1% de bières à façon

 

Pour eux, il s’agit de concurrence déloyale comme l’explique le brasseur alostois Jef Van den Steen. «Ces sociétés ne peuvent pas faire croire qu’elles brassent elles-mêmes. On tombe alors dans la concurrence déloyale, car nous devons investir dans nos installations et satisfaire à des exigences toujours plus strictes, alors que ces faiseurs de fric et marketingboys peuvent investir dans la vente et le marketing.»

Les petits brasseurs craignent même que ce genre de pratique ne mette en péril «la bière belge et sa réputation». Sven Gatz, directeur de la Fédération des Brasseurs belges, tempère. «Notre culture brassicole n’est pas en danger. La proportion de bières produites de la sorte est inférieure à 1% du total de bières brassées en Belgique.» Pour le patron de la fédération, «le modèle brassicole belge est un et indivisible».

Dans un communiqué diffusé mercredi, les brasseurs en colère, ainsi que «tous les brasseurs authentiques», appellent les institutions et hommes politiques concernés à mettre sur pied une législation qui protégera efficacement la profession. Ils réclament une obligation de transparence, «se matérialisant au minimum par une mention claire sur chaque étiquette, de la brasserie qui a réellement fabriqué le contenu de la bouteille».

 

Mentionner clairement le lieu de brassage?

 

Ils estiment également que le terme "brasserie" ne pourrait être utilisé que par «des entreprises de fabrication et vente de bière qui possèdent en propre leur équipement de brassage et y fabriquent l’entièreté de leur production».

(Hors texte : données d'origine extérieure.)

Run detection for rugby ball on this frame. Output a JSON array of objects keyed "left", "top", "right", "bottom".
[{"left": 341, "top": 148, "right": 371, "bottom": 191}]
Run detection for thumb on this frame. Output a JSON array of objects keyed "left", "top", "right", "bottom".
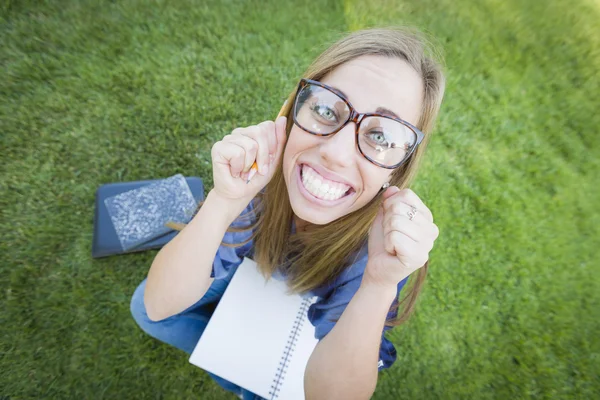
[
  {"left": 381, "top": 186, "right": 400, "bottom": 201},
  {"left": 368, "top": 205, "right": 385, "bottom": 255},
  {"left": 273, "top": 115, "right": 287, "bottom": 165}
]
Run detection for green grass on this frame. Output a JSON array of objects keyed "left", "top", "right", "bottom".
[{"left": 0, "top": 0, "right": 600, "bottom": 400}]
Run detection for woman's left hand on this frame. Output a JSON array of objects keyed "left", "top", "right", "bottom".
[{"left": 363, "top": 186, "right": 439, "bottom": 286}]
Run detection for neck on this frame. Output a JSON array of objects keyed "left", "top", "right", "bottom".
[{"left": 294, "top": 214, "right": 310, "bottom": 232}]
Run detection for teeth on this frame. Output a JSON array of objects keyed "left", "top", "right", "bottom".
[{"left": 302, "top": 166, "right": 350, "bottom": 201}]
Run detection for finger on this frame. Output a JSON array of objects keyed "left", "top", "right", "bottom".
[
  {"left": 384, "top": 198, "right": 432, "bottom": 226},
  {"left": 383, "top": 188, "right": 433, "bottom": 222},
  {"left": 211, "top": 141, "right": 246, "bottom": 178},
  {"left": 383, "top": 214, "right": 428, "bottom": 242},
  {"left": 252, "top": 121, "right": 275, "bottom": 175},
  {"left": 385, "top": 231, "right": 419, "bottom": 259},
  {"left": 223, "top": 134, "right": 258, "bottom": 172},
  {"left": 267, "top": 122, "right": 277, "bottom": 157},
  {"left": 273, "top": 116, "right": 287, "bottom": 165}
]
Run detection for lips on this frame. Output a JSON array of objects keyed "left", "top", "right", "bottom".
[
  {"left": 299, "top": 163, "right": 356, "bottom": 191},
  {"left": 296, "top": 164, "right": 356, "bottom": 207}
]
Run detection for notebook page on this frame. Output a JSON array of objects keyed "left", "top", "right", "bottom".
[
  {"left": 189, "top": 258, "right": 316, "bottom": 400},
  {"left": 277, "top": 296, "right": 319, "bottom": 400}
]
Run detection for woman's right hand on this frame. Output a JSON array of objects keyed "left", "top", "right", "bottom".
[{"left": 211, "top": 116, "right": 287, "bottom": 202}]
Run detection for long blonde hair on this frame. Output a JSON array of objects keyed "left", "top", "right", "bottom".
[{"left": 178, "top": 28, "right": 445, "bottom": 326}]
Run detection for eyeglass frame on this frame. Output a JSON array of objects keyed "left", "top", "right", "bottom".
[{"left": 292, "top": 78, "right": 425, "bottom": 169}]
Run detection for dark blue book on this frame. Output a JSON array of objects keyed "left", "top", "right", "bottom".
[{"left": 92, "top": 174, "right": 204, "bottom": 258}]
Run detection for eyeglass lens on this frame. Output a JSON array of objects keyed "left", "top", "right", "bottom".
[{"left": 294, "top": 84, "right": 417, "bottom": 166}]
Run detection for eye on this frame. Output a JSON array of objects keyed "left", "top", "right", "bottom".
[
  {"left": 367, "top": 131, "right": 395, "bottom": 151},
  {"left": 310, "top": 103, "right": 338, "bottom": 123}
]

Une doléance à laquelle adhèrent les responsables du Brussels Beer Project, qui se sont probablement sentis visés par ces attaques récentes. «Nous soutenons vivement les deux propositions: mentionner le lieu de brassage sur l’étiquette et contrôler le terme "brasserie"», affirment Sébastien Morvan et Olivier de Brauwere. Ces derniers rappellent que si leurs bières sont actuellement produites dans une brasserie limbourgeoise spécialisée dans les brassins pour des tiers, ils ont «toujours été clairs sur la volonté de Beer Project d’installer une nouvelle microbrasserie à Bruxelles.»

Les voix des géants du secteur, des petits acteurs et des futurs "vrais" brasseurs ne semblent donc pas si dissonantes. A la fédération, on indique qu’une «mention claire et nette» du lieu de brassage «ne gênerait personne». Reste à connaître les intentions des "sociétés de brasseries", dans le collimateur des petits brasseurs. Seul un tiers de ces sociétés environ aurait comme objectif clair de fonder une brasserie. Le courroux des brasseurs authentiques ne sera apaisé que lorsqu’ils verront «les entreprises qui n’ont de brasserie que le nom» contraintes à une transparence totale.

Aucune obligation n’existe en la matière à l’heure actuelle et pour que les choses changent il faudra d’abord vérifier si le consommateur est bel et bien dupé. «Or, l’absence d’information ne constitue pas une tromperie», indique-t-on au SPF Économie.